3. Race and evangelicalism remains massively complex. Some applaud Bryan Lorrits’ comments on his blog and on a video regarding the centrality of white leaders in this movement that tacitly claims to speak for all evangelicals and (for some) the apparent desire of the approval of such leaders in the critique of Jakes. While there may be truth to Lorrits’ comments, here is why this is difficult. Any African American who comes into evangelicalism and attends seminary will be primarily taught by white professors, and if they embrace what they are teaching and then have some critique of the black church (not that there is one tradition, because there are many), of course it will seem like their critique is one that gets “approved” by white leaders. It is certainly possible that some desire this approval, but it is also true that some bring their critique on the basis of convictions that they fully embrace apart from any affinity for white approval (this is not only about Reformed theology — it can happen with Arminian theology or other traditions as well).

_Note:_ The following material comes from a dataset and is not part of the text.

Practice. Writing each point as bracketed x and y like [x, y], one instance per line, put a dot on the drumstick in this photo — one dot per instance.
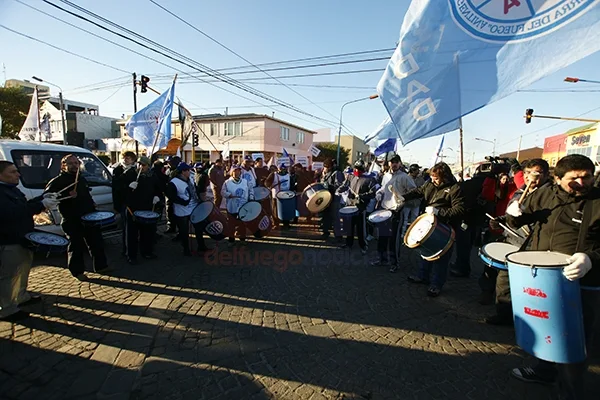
[506, 228]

What makes this so complicated is the fact that the ripple effects remain from centuries of racism, and the issues of power, respect, and control all hover around situations like this one, making it difficult to see where this is simply about disagreements about correct doctrine/practice or about participation in contexts that remain largely white (whether it is the Gospel Coalition or any other evangelical institution/group).
Perhaps there is opportunity in this to look more closely at these complexities and then make some real progress on issues of race — we may have taken some steps forward but we have miles to go.
I hope constructive conversation lies ahead.